The secretary supports the chairperson in managing the association's business.

 

  1. The chairperson represents the association externally. Written copies of the association require the signatures of the chairman and the secretary to be valid. In financial matters (assets, dispositions), the association's copies require the signatures of the chairman and the secretary to be valid. Legal transactions between a board member and the association require the consent of another board member and the association members.

 

  1. Legal authorization to represent the association externally or to sign for it can only be granted by the board members named in Paragraph 2.

 

  1. In the case of imminent danger, the chairperson is entitled, under his own responsibility, to make arrangements independently, even in matters that fall within the sphere of action of the general assembly or the board of directors; internally, however, these require subsequent approval by the responsible association body.

 

  1. The chairman / chairwoman chairs the general assembly and the board and is responsible for the proper financial management of the association.

 

  1. The secretary keeps the minutes of the general assembly and the board of directors.

 

  1. If he is unable to attend, the chairperson takes the place of the chairperson, the secretary, and the secretary.

 

§ 14: Auditor

 

  1. Two auditors are elected by the General Assembly for a period of two years. Re-election is possible. The auditors may not belong to any body - with the exception of the general assembly - whose activities are the subject of the audit.

 

  1. The auditors are responsible for the ongoing business control as well as the examination of the financial management of the association with regard to the correctness of the accounting and the use of funds according to the statutes. The board of directors has to present the necessary documents to the auditors and to provide the necessary information. The auditors have to report the result of the audit to the board of directors.

 

  1. Legal transactions between auditors and the association require the approval of the general assembly. In addition, the provisions of § 11 Paragraph 8 to 10 apply accordingly to the auditors.

 

§ 15: Court of Arbitration

 

  1. The association's internal arbitration tribunal is appointed to arbitrate all disputes arising from the association.

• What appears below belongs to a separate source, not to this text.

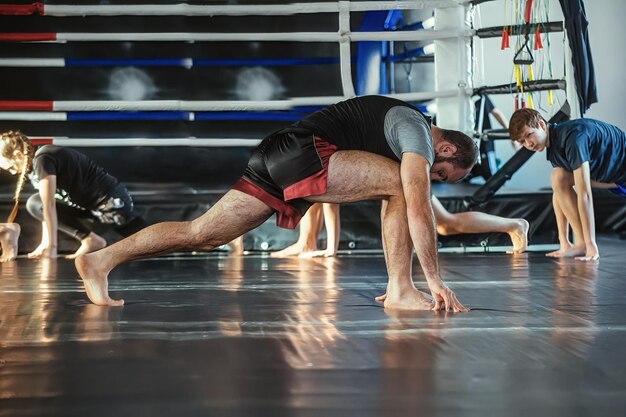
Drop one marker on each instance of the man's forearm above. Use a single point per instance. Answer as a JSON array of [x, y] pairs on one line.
[[424, 237]]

It is an "arbitration institution" within the meaning of the Association Act 2002 and not an arbitration court according to §§ 577 ff ZPO.

 

  1. The arbitral tribunal is composed of three regular members of the association. It is formed in such a way that a party to a dispute names the board of directors in writing with a member as an arbitrator. Upon request by the board within seven days, the other party to the dispute nominates a member of the arbitral tribunal within 14 days. After being informed by the board within seven days, the nominated arbitrators elect a third full member to chair the arbitral tribunal within a further 14 days. With equality of votes among those proposed lots. The members of the arbitral tribunal may not belong to any body - with the exception of the General Assembly - whose activities are the subject of the dispute.

 

  1. The arbitral tribunal makes its decision after granting a mutual hearing in the presence of all its members with a simple majority. It decides to the best of my knowledge and belief. Its decisions are final.

 

 

§ 16: Voluntary dissolution of the association

 

  1. The voluntary dissolution of the association can only be decided in a general assembly and only with a two-thirds majority of the valid votes cast.

 

  1. This general assembly also has to decide on the liquidation - if there are association assets. In particular, it has to appoint a liquidator and make a resolution to whom he or she has to transfer the association assets remaining after the liabilities have been covered. If the association is dissolved or if the previously favored purpose of the association no longer applies, the association's assets remaining after the liabilities have been covered must be used for charitable, charitable or church purposes within the meaning of §§ 34 ff of the Federal Tax Code (BAO). As far as possible and permitted, it should fall to institutions that pursue the same or similar purposes as this association.